António Vitorino: Penso que existe uma estreita ligação entre insegurança alimentar, alterações climáticas e mobilidade forçada. Precisamos de abordar todos estes componentes de uma só vez e de imediato. A insegurança alimentar não se deve apenas ao aumento do preço dos cereais, por causa da guerra. Isso faz parte da história, mas há outra parte da história que é o terrível impacto que as alterações climáticas, os fenómenos climáticos extremos, a seca, a seca prolongada ou, por vezes, as inundações, as cheias intensivas têm na produção agrícola.

A abordagem integrada requer uma mobilização da comunidade internacional e uma estreita cooperação, como fazemos na OIM com o Programa Alimentar Mundial e com a FAO para enfrentar o desafio. Este não é um desafio a curto prazo. É um desafio a longo prazo, incorporar a adaptação e mitigação das alterações climáticas na vida quotidiana das comunidades.

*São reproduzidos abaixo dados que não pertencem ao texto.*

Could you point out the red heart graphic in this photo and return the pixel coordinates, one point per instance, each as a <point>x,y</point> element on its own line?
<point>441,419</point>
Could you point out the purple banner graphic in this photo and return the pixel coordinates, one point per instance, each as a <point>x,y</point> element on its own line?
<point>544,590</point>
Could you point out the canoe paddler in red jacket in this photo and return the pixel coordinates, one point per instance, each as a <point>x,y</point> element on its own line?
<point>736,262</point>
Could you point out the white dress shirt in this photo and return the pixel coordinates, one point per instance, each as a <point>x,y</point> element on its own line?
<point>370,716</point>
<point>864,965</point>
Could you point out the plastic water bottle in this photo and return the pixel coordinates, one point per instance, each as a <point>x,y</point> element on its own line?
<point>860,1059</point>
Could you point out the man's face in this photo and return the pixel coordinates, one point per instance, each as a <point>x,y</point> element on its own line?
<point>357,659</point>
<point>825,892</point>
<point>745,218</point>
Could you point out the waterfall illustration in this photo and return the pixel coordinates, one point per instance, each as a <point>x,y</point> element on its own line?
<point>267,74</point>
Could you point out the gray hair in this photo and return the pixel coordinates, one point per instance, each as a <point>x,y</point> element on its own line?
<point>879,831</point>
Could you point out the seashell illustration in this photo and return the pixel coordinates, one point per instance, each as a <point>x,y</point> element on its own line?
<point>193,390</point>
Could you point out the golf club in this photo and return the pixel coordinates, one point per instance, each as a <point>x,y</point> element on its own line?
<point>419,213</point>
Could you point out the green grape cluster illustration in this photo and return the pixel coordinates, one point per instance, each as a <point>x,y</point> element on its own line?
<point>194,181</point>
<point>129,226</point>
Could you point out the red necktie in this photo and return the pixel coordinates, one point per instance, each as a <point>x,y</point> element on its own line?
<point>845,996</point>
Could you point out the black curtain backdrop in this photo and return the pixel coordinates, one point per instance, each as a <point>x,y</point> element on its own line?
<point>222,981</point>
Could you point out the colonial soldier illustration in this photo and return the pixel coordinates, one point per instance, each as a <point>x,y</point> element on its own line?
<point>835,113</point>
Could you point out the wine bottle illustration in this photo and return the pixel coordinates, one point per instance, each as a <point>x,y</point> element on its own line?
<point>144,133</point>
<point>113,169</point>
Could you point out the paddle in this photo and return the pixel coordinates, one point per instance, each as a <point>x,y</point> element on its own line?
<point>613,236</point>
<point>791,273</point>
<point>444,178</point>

NP: Precisamente, as alterações climáticas... No futuro, há milhões de pessoas que podem ser deslocadas, que podem ser forçadas a abandonar as suas casas precisamente devido às alterações climáticas. Como podemos preparar as populações para enfrentar este tipo de êxodo?

**António Vitorino:**Se olharmos para as ilhas do Pacífico ou para as Caraíbas, veremos que é a subida da água, do nível da água do mar, que está a prejudicar a subsistência nessas regiões, mas se olharmos, por exemplo, para um país como o Sudão, onde a OIM está muito presente, estamos a lidar com milhares, dezenas de milhares de pessoas deslocadas por causa da seca.

No entanto, no mesmo país, mas noutra região, estamos a lidar com dezenas de milhares de pessoas deslocadas por causa das cheias. Portanto, é necessário ter uma abordagem à medida das realidades no terreno. A migração pode ser parte da solução para os impactos das alterações climáticas, mas o que precisamos é de dar prioridade a que as pessoas queiram permanecer onde vivem e criar condições de resiliência comunitária para permanecerem e se adaptarem aos impactos das alterações climáticas.

NP: O regime talibã celebrou, recentemente, um ano de poder no Afeganistão. As Nações Unidas dizem que este país está a atravessar uma das piores crises humanas do mundo. Isso teve impacto no seu trabalho?

**António Vitorino:**Enormemente, como pode imaginar. Mas vamos ser francos; a situação, no Afeganistão, já era uma situação humana muito grave, mesmo antes da tomada do poder pelos Talibãs a 15 de agosto de 2021. Por isso, os problemas estruturais no Afeganistão foram multifacetados. Há a seca, a instabilidade e a insegurança, mas também existe uma situação de saúde muito difícil no país. Devido à dimensão política desta situação, a situação no Afeganistão, a comunidade internacional, as agências da ONU, entre as quais a OIM, prestamos assistência humanitária. Mas há limites para o que a assistência humanitária pode fazer. Várias coisas só podem ser abordadas a longo prazo com base numa estratégia de desenvolvimento. Devido a restrições políticas, atualmente o financiamento de ações de desenvolvimento é limitado devido às sanções, pelo que tendemos a concentrar-nos, acima de tudo, na assistência humanitária.